2. Heat 1.5 tbsp oil in large Dutch oven over medium-high heat, add the chicken, and cook until no longer pink; remove the chicken from the pot along with any juices that may have accumulated, and keep warm.
3. Add the remaining oil to the pot, then cook the onion and carrots until the onion is soft, stirring occasionally.  Mix in the spices and aji amarillo (yellow chili) paste and cook 1-2 minutes.

One of the many brands of aji amarillo paste

4. Add the potatoes and peanuts to the pot, and stir well to coat.

Onions, carrots, potatoes, peanuts, and spices

5. Pour the broth over the vegetables, cover the pot, reduce the heat to low, and simmer about 20-30 minutes until the potatoes are tender. Blend the soup with an immersion blender (or in a standard blender, in batches, returning soup to pot after it is blended). Add chicken pieces and accumulated juices to the soup  and simmer another 15 minutes, adding a bit more broth if the soup appears thick. Season to taste with salt, pepper, and/or a chicken bouillon cube or bouillon powder if needed.


Soup, pre-garnish

6. Before serving the soup, fry potatoes until crisp; salt lightly.
7. Ladle soup into bowls, top with fried potatoes, then sprinkle with cheese and parsley (or cilantro). Serve immediately.

Recipe: Potato Leek Soup

2 Nov

When it is cold, wet, and blustery outside, my thoughts turn to soups and stews–hearty, satisfying dishes that lift any spirits. And when a delicious soup can be made with only four ingredients (ground pepper doesn’t count…), what’s not to love?

This recipe came about by accident. Most potato leek soup recipes call for cream. But I forgot to add it once, and have never added it since–and no one has ever missed it. As an added bonus, this accident made the soup vegan friendly, too, and I like having delicious vegan dishes that everyone loves in my repertoire.

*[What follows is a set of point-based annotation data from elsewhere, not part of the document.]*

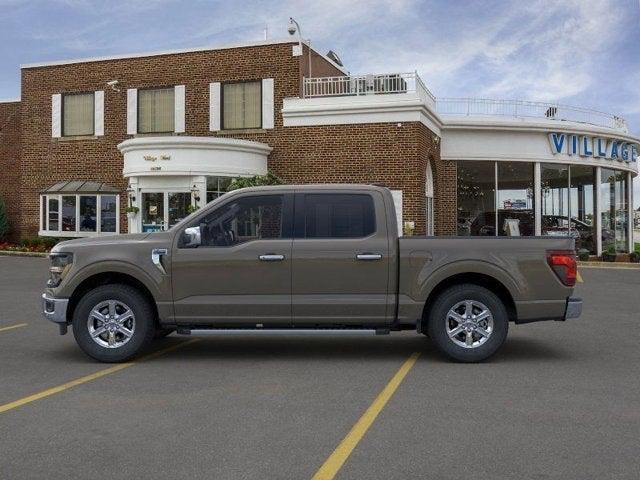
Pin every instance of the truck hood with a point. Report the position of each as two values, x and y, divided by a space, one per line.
107 240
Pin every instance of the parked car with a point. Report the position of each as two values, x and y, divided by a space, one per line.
305 258
483 225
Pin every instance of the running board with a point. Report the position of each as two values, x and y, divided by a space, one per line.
282 331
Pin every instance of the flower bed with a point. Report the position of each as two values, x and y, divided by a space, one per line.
30 245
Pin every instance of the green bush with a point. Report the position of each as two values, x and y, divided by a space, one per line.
583 254
255 181
4 221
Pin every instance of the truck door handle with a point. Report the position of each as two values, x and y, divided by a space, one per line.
368 256
270 257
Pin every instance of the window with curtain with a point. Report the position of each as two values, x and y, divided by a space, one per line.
156 110
242 105
78 114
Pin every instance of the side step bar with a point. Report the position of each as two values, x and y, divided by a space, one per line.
282 331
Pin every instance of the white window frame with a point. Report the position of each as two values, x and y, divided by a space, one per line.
44 216
96 114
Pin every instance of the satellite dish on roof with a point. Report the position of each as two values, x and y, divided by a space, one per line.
334 56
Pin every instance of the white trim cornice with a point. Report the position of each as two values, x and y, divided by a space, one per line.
176 52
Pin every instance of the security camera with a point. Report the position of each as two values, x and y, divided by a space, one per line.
112 84
292 27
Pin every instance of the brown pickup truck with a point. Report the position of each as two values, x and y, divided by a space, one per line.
305 259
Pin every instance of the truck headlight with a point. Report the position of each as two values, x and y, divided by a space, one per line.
60 265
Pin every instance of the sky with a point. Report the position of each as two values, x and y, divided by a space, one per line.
578 52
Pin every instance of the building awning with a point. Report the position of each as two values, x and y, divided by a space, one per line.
81 186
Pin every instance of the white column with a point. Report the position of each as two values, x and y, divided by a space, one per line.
537 198
630 211
132 111
598 213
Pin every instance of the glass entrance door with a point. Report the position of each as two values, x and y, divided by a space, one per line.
153 212
162 210
178 207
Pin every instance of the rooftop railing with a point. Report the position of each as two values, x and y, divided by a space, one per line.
399 83
356 85
526 109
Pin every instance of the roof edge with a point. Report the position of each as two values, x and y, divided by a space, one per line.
177 51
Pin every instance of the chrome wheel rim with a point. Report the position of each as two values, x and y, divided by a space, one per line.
111 324
469 324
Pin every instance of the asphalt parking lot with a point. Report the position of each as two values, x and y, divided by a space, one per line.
561 400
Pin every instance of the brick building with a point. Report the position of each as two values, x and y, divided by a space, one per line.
166 131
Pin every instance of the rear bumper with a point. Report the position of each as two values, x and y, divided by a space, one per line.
54 309
574 308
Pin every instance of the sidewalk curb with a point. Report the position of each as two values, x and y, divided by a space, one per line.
610 265
11 253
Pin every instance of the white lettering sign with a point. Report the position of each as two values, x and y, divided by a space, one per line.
597 147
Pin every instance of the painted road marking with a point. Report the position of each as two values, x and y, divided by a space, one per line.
88 378
19 325
334 463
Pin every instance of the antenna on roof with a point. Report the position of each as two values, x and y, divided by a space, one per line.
334 56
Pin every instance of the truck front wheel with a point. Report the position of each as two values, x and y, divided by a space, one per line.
468 323
112 323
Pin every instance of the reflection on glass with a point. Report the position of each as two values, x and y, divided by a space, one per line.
581 206
88 210
69 213
108 216
152 211
53 214
476 198
613 206
178 207
515 199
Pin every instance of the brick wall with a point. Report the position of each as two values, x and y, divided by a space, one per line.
386 153
9 160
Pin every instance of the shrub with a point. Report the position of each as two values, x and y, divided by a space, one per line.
255 181
583 254
4 221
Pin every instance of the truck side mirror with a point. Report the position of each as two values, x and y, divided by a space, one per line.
191 237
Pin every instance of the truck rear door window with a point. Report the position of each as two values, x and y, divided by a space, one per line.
338 216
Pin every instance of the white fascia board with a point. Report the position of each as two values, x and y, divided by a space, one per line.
174 52
461 122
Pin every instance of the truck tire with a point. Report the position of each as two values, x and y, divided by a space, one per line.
468 323
113 323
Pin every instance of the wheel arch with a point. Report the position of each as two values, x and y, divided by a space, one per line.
109 278
474 278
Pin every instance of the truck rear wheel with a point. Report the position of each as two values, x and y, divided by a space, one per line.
468 323
112 323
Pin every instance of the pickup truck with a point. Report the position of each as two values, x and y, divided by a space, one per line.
305 259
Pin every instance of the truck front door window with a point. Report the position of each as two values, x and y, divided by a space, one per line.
243 220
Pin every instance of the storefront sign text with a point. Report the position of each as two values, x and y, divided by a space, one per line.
597 147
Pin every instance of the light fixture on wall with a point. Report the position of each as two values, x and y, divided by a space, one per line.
132 194
292 29
195 192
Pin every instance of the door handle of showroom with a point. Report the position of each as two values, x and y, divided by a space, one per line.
270 257
368 256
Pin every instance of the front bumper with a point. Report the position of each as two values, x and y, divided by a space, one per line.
55 309
574 308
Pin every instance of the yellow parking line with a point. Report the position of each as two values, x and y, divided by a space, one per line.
94 376
19 325
334 463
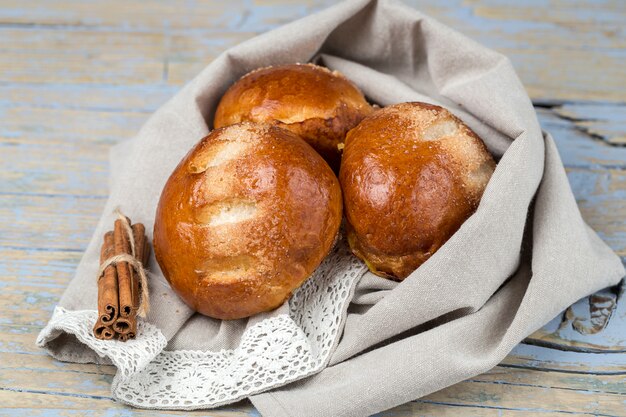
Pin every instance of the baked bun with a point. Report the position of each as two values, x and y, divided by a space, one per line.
411 174
318 105
244 219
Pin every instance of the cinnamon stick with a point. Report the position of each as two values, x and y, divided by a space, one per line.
119 288
139 236
123 325
102 331
108 305
125 273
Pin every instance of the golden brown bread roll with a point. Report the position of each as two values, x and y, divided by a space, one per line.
411 174
244 219
319 105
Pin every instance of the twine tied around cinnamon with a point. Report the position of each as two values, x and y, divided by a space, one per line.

After experimenting with various toppings, fried onions were the clear winner. The crispy texture not only balances the smooth soup, but also adds another layer of onion flavor. My favorite places to buy the fried onions are 1) by the bag at Indian grocery stores, or 2) in small round cartons in the grocery section at IKEA (Swedish fried onions are very nice!). I like both those versions much better than the ones at our chain grocery store, but have used those in a pinch, too.

Potato Leek Soup
12 servings

4-6 leeks, ends trimmed, white and palest green parts only (use 4 leeks if they are large with long white sections; 6 otherwise)
2-3 tbsp. extra-virgin olive oil
5 lb. potatoes, peeled  and cut into chunks (Yukon Gold imparts a nice color)
10 c.  vegetable broth (or 10 c. water + sufficient vegetable bouillon cubes; Knorr brand is nice)
ground pepper

Preparation
1. Cut each leek in half lengthwise, then slice the halves into 1″-thick half circles. Put in a bowl of cold water and swish around to remove any dirt that may have gotten trapped between the layers. Drain and shake dry; I sometimes pat the leeks dry with paper towels (as much as possible without stressing over it).

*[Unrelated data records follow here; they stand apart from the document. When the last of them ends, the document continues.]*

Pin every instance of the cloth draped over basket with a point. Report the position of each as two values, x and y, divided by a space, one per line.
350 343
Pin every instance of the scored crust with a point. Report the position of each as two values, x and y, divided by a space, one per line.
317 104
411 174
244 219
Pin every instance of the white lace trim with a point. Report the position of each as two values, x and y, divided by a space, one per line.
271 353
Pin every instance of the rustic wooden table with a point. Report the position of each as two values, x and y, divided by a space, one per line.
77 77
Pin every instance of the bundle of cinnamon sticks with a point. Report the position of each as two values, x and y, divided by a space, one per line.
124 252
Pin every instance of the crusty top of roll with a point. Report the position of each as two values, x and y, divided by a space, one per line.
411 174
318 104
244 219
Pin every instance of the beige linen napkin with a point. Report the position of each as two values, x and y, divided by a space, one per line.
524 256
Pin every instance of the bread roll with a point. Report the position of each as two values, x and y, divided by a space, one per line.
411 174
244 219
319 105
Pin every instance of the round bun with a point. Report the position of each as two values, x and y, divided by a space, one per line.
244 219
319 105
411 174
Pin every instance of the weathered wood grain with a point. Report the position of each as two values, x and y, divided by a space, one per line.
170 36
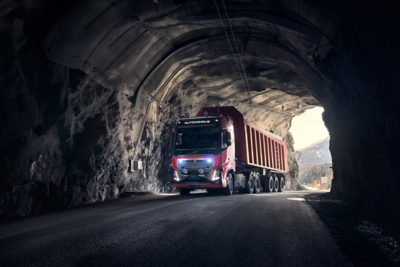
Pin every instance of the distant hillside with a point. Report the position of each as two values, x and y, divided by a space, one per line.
315 154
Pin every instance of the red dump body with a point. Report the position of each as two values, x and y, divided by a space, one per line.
253 146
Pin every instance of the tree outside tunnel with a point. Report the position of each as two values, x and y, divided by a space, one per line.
130 69
311 142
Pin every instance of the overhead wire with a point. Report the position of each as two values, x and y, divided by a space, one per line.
240 65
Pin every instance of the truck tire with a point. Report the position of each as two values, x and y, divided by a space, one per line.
257 183
212 191
249 184
229 185
276 184
270 185
281 183
184 191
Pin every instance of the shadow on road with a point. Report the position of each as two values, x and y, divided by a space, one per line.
342 221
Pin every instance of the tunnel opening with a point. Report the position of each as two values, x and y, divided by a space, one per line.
311 143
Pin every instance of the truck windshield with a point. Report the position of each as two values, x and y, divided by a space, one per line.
206 139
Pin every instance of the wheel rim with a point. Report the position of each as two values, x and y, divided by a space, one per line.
271 184
230 183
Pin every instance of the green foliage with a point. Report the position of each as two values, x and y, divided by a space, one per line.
310 172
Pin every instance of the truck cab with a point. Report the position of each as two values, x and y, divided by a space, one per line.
204 154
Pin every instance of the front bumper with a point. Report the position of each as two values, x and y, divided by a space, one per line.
196 185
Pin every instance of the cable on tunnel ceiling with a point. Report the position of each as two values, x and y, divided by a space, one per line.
240 66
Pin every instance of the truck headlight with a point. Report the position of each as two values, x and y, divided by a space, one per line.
176 178
217 175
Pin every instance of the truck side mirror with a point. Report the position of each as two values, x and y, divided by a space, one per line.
227 139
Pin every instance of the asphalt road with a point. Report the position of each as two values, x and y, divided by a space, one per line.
199 230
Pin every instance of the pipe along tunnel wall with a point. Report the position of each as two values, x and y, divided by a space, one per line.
90 85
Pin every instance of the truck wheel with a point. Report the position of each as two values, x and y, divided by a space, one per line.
211 191
229 187
270 185
249 184
281 184
184 192
257 183
276 184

2. Heat the oil over medium heat in a large Dutch Oven (enameled cast iron pot, or any other heavy bottom pot), add the leeks and cook until soft, stirring occasionally.

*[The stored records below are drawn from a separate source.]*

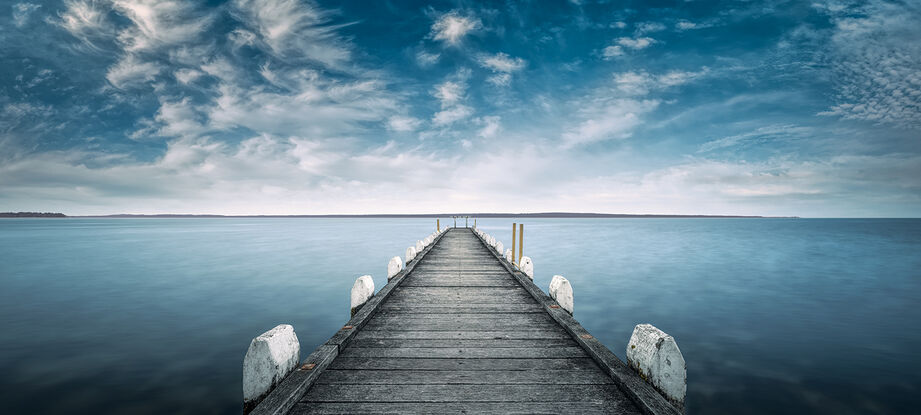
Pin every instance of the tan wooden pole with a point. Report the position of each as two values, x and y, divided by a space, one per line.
520 242
513 241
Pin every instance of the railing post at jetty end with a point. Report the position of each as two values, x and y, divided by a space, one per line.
513 241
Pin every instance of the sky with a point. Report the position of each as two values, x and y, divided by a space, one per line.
793 108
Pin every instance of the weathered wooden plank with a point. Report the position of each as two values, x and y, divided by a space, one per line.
463 352
460 393
522 318
458 283
555 333
468 377
469 343
287 393
608 406
472 325
463 298
367 363
646 398
462 308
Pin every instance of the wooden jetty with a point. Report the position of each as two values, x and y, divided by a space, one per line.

3. Add the broth (or water and bouillon cubes) and the potatoes, and stir once or twice.

4. Simmer until potatoes are tender, then blend with an immersion blender (or carefully blend in a regular blender or food processor, in batches, then return to pot). If soup seems too thick, add more broth. Season liberally with freshly ground pepper, and serve with fried onions.


Note: When heating up leftover soup the next day, you may need to thin with a bit more broth, or even water. It is a soup that keeps on giving.